Am Mittwoch konnte ich mich ziemlich reibungslos inskribieren und mir eine neidisches „C’est super“ von einer der offenbar studentischen Hilfskräfte anhören, als sie mir beschied, dass meine Studiengebühren als Erasmus Student 0 ? betragen. Am Nachmittag habe ich dann an mehreren Stellen nach Wegen gefragt, doch noch ein Zimmer mit Internetanschluss zu bekommen, was leider nicht von Erfolg gekrönt war.

Die übrigen Tage habe ich damit verbracht, jene Dinge einzukaufen und zu erledigen, die für einen in Zukunft möglichst angenehmen Aufenthalt notwendig waren. Der Besuch bei IKEA am Samstag wurde zu einer regelrechten Odysee. Als ich nach 50 Minuten Wartezeit auf den entsprechenden Peripheriebus gedacht hatte, bereits das Schlimmste überstanden zu haben, konnte ich nicht ahnen, dass nach der 40 minütigen Bussfahrt mir noch die Überquerung der Autobahn und eines Kreiverkehres bevorstand. Alles versteht sich ohne Zebrastreifen und nur auf notdürftigen, vermutlich für Notfälle vorgesehenen, Fussgängerwegen. Immerhin war ich jetzt vorsichtig genug, mir die Abfahrtszeiten des im Zweistundentakt verkehrenden Busses im vorhinein anzusehen.

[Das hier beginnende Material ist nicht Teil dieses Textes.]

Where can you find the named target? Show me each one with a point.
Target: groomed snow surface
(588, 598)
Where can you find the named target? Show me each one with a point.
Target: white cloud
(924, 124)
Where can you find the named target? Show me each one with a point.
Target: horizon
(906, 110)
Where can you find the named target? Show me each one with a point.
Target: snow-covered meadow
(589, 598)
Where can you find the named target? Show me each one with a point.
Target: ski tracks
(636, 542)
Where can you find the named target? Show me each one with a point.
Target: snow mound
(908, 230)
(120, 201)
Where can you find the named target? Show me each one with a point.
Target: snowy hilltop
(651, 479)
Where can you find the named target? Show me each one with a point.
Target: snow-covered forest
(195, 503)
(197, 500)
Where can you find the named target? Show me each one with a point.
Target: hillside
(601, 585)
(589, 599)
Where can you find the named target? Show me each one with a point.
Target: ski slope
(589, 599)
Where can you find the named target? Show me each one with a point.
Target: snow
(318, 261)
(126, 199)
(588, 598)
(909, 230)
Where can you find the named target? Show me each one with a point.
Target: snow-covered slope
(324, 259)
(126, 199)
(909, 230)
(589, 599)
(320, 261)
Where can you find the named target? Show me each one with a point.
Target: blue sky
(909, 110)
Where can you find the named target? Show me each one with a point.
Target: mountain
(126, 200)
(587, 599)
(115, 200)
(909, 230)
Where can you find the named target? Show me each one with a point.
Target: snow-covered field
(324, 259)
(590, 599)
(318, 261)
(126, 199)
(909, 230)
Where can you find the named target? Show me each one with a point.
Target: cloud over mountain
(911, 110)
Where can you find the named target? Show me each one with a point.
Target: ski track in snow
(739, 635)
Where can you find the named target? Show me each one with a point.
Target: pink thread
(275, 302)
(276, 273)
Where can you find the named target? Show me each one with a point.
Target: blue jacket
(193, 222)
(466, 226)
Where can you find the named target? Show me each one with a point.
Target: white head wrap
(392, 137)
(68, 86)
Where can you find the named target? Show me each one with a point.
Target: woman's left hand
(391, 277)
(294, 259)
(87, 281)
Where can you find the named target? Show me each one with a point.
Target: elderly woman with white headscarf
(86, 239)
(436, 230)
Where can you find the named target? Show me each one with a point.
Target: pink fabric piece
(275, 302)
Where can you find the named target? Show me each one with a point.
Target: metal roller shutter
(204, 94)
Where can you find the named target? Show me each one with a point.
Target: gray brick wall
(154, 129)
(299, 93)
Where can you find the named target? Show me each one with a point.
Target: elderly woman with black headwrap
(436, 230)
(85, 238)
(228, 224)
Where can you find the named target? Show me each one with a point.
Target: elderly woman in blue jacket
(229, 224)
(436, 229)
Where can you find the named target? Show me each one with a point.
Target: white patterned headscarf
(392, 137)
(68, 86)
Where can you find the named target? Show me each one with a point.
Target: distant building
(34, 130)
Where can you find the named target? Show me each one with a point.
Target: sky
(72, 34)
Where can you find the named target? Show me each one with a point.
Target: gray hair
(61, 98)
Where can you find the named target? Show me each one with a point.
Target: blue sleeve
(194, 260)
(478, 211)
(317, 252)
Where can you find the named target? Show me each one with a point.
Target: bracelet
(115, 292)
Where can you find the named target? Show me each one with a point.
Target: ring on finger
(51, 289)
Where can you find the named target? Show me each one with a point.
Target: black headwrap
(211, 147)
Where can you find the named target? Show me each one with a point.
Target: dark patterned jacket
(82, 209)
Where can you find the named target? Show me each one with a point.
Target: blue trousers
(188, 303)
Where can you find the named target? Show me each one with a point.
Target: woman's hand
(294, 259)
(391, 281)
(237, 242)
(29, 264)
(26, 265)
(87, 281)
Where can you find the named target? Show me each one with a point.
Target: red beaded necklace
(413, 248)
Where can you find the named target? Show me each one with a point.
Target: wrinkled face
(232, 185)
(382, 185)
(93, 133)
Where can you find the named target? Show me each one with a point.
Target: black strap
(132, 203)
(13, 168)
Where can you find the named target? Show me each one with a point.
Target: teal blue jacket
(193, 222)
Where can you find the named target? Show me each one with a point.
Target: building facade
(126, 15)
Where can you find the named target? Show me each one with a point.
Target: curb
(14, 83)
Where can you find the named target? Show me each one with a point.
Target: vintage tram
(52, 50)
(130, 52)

Für die kommende Woche plane ich, die vom „guide du routard“ vorgeschlagenen Besichtigungen und Rundgänge zu absolvieren. Für Samstag konnte ich mich bei einem ganztägigen organisierten Ausflug nach „Lisle de Taur“ anmelden und kommende Woche beginnt dann mein Sprachkurs. Davor kann ich den Blog hier aber hoffentlich wieder aktualisieren.

Also damit, bis zum nächsten Mal lieber Blog.